"Man muss die Leute mögen"

Porträtfoto im Messgewand.

Seit 50 Jahren Priester: Pfarrer i.R. Günther Gerlach - Foto: Renate Moosmayer

Günther Gerlach ist seit 50 Jahren Priester der Diözese und hat ein Auge auf das das Bihlafinger "Herrgöttle".

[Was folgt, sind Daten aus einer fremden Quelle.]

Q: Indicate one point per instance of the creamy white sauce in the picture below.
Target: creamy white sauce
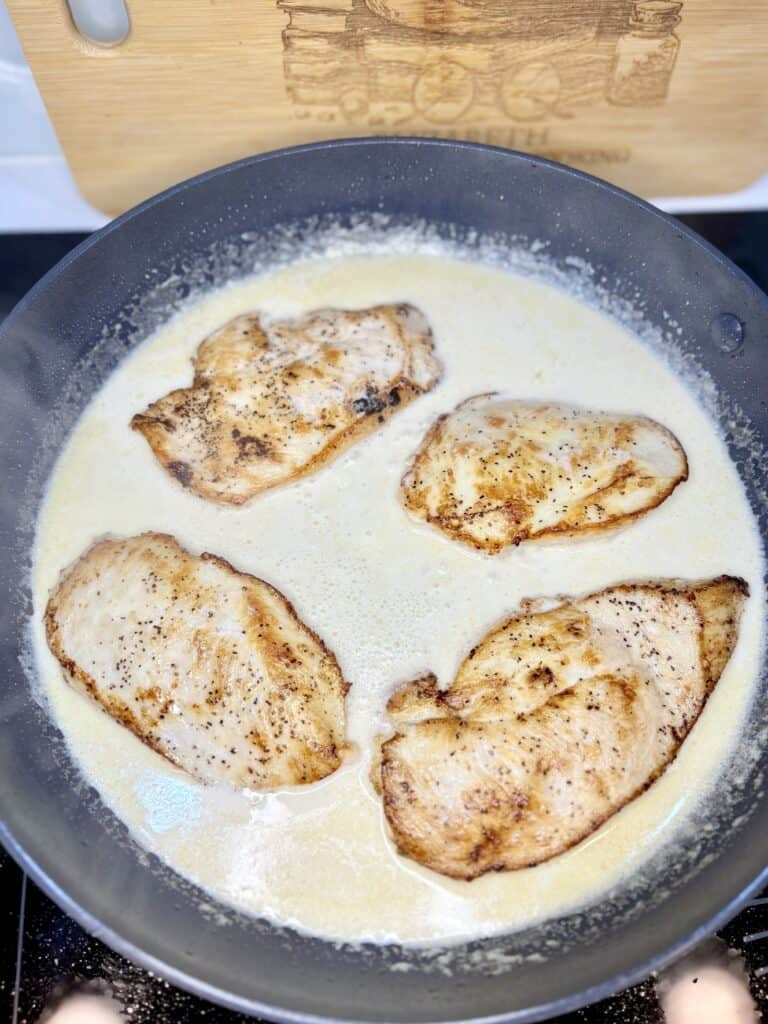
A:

Zeiten des Umbruchs und des Aufbruchs in der Kirche kennt Günther Gerlach. Dabei hatte er Theologie gar nicht auf dem Schirm, als er Mitte der 1960er Jahre in Tübingen Geografie und Geschichte zu studieren begann. Vor Ort lernte er dann Priesteramtskandidaten des Wilhelmsstifts kennen, die begeistert vom Zweiten Vatikanischen Konzil die Kirche mitgestalten wollten. Schließlich hörte auch er als Theologiestudent die Vorlesungen von Professoren wie Joseph Ratzinger, Hans Küng und Herbert Haag.

"Ratzinger war ein grandioser Theologe, sehr modern", erinnert sich der heute 77-Jährige und bedauert, dass dieser Teile seines Buchs "Einführung ins Christentum" später entschärfte. In den umgearbeiteten Passagen sei es um andere Zugänge zum Priestertum und um die Zulassung von wiederverheirateten Geschiedenen zu den Sakramenten gegangen. Küngs Vorlesungen seien dagegen damals noch nicht so voll gewesen. Der Schweizer Theologe habe jedoch bahnbrechende Thesen über die Kirche formuliert, die bis heute diskutiert würden.

Weihe in der Stuttgarter Heimatkirche

Am 19. März 1972 empfing Gerlach, der in Hirsau im Schwarzwald geboren und bald mit der Familie nach Stuttgart gezogen war, in seiner Heimatkirche St. Maria die Priesterweihe. Weihbischof Georg Moser vertrat damals Bischof Carl Joseph Leiprecht, der im nahegelegenen Marienhospital weilte. Mit dem Chörle des Weihekurses, das Gerlach leitete, fuhren die zwölf Neupriester dann umgehend zu ihrem Diözesanbischof und brachten ein Ständchen. "Wir waren ein musikalischer Kurs und singen heute noch, wenn wir uns treffen", verrät der Jubilar. Im Repertoire hätten sie alles von Silcher bis zu Shantys.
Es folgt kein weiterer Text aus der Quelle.